Bagno di sangue
Faraz la speranza

Il terrore e la violenza, seppure a distanza, hanno toccato la nostra vita. Persino la nostra provincia con la morte della giovane mamma Maria Riboli e con la morte degli altri italiani e italiane che in quel momento si trovavano in quel dannato locale. Ormai si globalizza tutto, anche la violenza e la morte.

Tu ricevi la notizia di un attentato avvenuto dall’altra parte del mondo e poi scopri che è stata colpita una famiglia di Solza. Il mondo è ormai veramente piccolo, è poco più che un villaggio per attraversare il quale occorre coraggio, perché la via è disseminata di problemi culturali e sociali di cui anche chi si mette in viaggio spesso non ha consapevolezza.

Tuttavia, man mano arrivano le notizie, aumentano i motivi di riflessione. Infatti ci viene detto che i terroristi assassini non erano ignoranti emarginati dalla società, ma giovani che avevano studiato in scuole private, figli di famiglie benestanti. Quindi le motivazioni della radicalizzazione e della scelta di entrare in gruppi fondamentalisti e terroristici cambia. In Belgio e a Parigi dobbiamo andare a cercare nelle periferie abitate dall’emarginazione a Dacca invece l’ambiente che ha generato gli assassini è la borghesia. Da Bagdad non giungono per il momento notizie certe.

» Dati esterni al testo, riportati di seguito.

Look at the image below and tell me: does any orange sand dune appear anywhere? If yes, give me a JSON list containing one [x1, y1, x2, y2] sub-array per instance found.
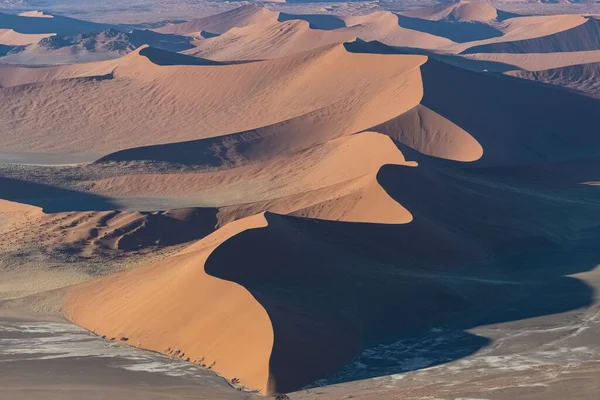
[[19, 10, 54, 18], [0, 29, 54, 46], [185, 11, 453, 60], [464, 50, 600, 72], [65, 144, 594, 394], [156, 5, 279, 35], [85, 132, 414, 225], [418, 60, 600, 165], [0, 45, 426, 154], [0, 200, 217, 256], [66, 214, 273, 393], [402, 0, 498, 22], [184, 20, 354, 61], [508, 60, 600, 97], [463, 18, 600, 54]]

Però, in questo bagno di sangue c’è un giovane che si chiamava Faraz, il quale ha scelto di morire insieme alle sue amiche pur potendo salvarsi. Ecco, questa notizia mi ha consolato. Un giovane musulmano che non abbandona delle amiche ritenute infedeli, ma decide di morire con loro. Non conosco questo giovane, però lo ricorderò sempre. Si, perché è un uomo che ha dato la propria vita per l’amicizia e non ha ritenuto le sue amiche delle infedeli, inferiori, perché non sapevano recitare versetti del Corano.

Non so cosa ne pensiate voi, ma in questa tragedia il giovane Faraz è per me motivo di consolazione, una boccata d’ossigeno. Nessuno lo tratteneva, lui il Corano lo conosceva, eppure ha dato la vita per l’amicizia. Secondo me è importante. Forse riusciremo un giorno a dare la vita gli uni per gli altri, riusciremo a vivere perché l’altro viva, traendo ognuno ispirazione dalla tradizione religiosa che ci ha generati alla vita e alla fede. Per i cristiani dovrebbe essere più immediata la cosa, visto quello che Gesù dice e vive, sino alla morte.

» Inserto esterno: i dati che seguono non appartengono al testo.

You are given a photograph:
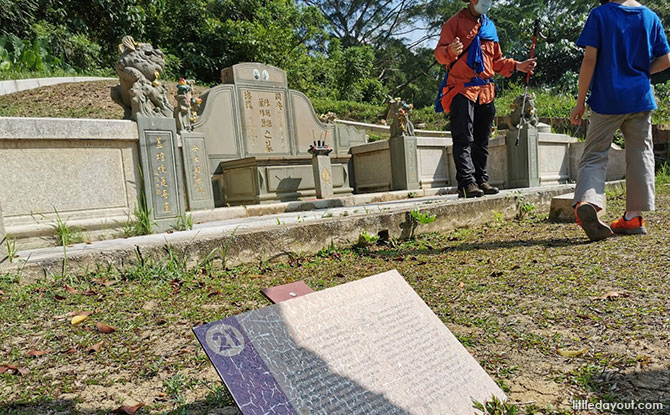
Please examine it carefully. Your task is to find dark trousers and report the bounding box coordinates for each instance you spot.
[449,94,496,189]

La vicenda di Faraz però ci insegna che questo è possibile anche per le persone di altre religioni. Si, perché qui non si tratta semplicemente di tolleranza, ma di dare la vita, dicendo in modo assolutamente incontrovertibile che saper recitare i versetti del Corano è compatibile con il morire con e per gli altri, affinché essi vivano, perché la loro singolarità ci arricchisce e rende più bella l’umanità intera. Le amiche di Faraz sono state uccise insieme a lui, ma nella tragedia e nel dolore che proviamo per questa violenza, nasce una luce, piccola e immensa nello stesso tempo, quella della reciprocità non tradita, che è la bellezza dell’amicizia.

In questi ultimi tempi stiamo rischiando di fare l’abitudine alla violenza. Molto spesso abbiamo il legittimo pensiero che, se la religione è all’origine di questi eventi terribili, è meglio evitarla. Però dobbiamo fare attenzione. Quando un uomo e una donna capiscono che Dio è relazione, allora è possibile che, invece che togliere la vita agli altri in nome di un versetto recitato a memoria, si arrivi anche a dare la vita per quella relazione che non ci ha tolti a noi stessi, ma ci ha fatti riscoprire come umani. Sono le sorprese di Dio e dell’uomo che incontra Dio, il Dio vivente, non il religioso di quattro bulli benestanti seminatori di morte.